Trump trial date set
Former US president Donald Trump will be tried on federal conspiracy charges related to his alleged attempts to overturn the 2020 election on March 4 of next year, Judge Tanya Chutkan announced on Monday.
Rejecting the Trump team’s efforts to postpone the trial until after the 2024 presidential election, Chutkan insisted the candidate “make the trial date work regardless of his schedule,” arguing during a hearing at the Federal District Court in Washington that “there is a societal interest to a speedy trial.”
Trump’s lawyers had asked to push the date back to April 2026, citing the need for a massive amount of discovery and other preparation to defend their client against the charges, which stem from his alleged involvement in the January 6 Capitol riot – an incident for which he was already impeached. Critics of the former president have argued the later date request was merely a stalling tactic so that Trump might pardon himself if he wins the election.
Judge Chutkan’s proposed court date comes just weeks before Fulton County District Attorney Fani Willis’ desired March 24 start date for Trump’s trial in Georgia on election-tampering charges. That date in turn falls one day before the scheduled start date for his trial in Manhattan district court on charges of falsifying business records related to his alleged payment of hush money to porn star Stormy Daniels.
The barrage of trial dates is scheduled squarely in the middle of primary season, with the 15-state “Super Tuesday” vote falling on March 5 next year and 17 states still to vote after his appearance in Chutkan’s court.
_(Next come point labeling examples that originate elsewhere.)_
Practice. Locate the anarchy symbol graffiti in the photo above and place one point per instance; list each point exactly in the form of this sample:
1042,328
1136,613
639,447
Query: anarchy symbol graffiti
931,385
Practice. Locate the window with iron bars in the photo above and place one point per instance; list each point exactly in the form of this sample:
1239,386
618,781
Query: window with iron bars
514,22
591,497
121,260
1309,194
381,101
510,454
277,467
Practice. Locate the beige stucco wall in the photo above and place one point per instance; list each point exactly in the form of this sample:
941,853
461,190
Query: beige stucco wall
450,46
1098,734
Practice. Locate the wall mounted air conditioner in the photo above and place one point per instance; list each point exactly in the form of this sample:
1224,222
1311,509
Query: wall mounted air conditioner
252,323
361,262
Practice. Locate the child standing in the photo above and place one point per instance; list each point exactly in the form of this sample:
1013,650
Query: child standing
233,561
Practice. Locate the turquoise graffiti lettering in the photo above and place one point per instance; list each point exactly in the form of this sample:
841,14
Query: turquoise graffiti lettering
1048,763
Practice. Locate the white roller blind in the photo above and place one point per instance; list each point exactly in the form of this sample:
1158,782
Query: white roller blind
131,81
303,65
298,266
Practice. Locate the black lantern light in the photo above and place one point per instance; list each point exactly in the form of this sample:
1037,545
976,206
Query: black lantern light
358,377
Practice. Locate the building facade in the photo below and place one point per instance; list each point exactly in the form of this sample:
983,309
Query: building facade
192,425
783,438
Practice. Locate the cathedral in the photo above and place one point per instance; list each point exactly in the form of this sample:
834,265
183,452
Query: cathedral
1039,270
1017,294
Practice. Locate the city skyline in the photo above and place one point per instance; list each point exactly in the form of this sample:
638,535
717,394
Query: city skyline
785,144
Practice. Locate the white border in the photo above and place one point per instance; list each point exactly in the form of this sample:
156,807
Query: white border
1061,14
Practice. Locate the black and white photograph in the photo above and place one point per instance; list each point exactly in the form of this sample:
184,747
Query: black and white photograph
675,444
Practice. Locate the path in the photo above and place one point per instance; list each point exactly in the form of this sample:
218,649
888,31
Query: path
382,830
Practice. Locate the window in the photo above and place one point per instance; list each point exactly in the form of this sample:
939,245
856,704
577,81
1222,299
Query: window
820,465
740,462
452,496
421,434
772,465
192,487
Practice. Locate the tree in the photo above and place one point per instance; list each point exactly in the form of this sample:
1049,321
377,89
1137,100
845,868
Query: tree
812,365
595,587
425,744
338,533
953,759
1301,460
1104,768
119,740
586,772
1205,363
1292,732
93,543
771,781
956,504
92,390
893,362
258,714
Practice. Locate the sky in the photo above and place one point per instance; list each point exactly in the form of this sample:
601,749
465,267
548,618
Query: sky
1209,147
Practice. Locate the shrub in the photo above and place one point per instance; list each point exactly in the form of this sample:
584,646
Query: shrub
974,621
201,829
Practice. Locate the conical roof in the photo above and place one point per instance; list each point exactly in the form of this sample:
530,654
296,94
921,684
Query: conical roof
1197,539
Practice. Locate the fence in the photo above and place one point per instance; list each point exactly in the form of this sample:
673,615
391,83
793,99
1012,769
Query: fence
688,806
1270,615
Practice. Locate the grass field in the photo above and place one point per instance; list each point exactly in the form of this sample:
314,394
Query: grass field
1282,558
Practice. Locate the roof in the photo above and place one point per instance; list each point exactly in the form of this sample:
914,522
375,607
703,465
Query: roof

The Republican National Convention, during which the party officially chooses its nominee, isn’t until July, by which time all four of the cases against Trump will have begun court proceedings.
Trump has argued for months that the unprecedented barrage of indictments leveled against him amounts to a political witch hunt designed to prevent him from running in 2024 and constitutes illegal election interference by the Biden administration. Many of his supporters appear to share that opinion, having flooded his campaign with $4.18 million in donations in the 24 hours following the release of his mugshot photo from the Fulton County jail on Thursday – the campaign’s highest single-day take to date.
The former president’s supporters have also argued Judge Chutkan is not impartial and should recuse herself. Chutkan has famously doled out even harsher sentences to January 6 protesters than prosecutors demanded, sending 38 of them to prison. She has made no secret of her belief that the ‘Stop the Steal’ protest-turned-melee was an assault on US democracy directed by Trump.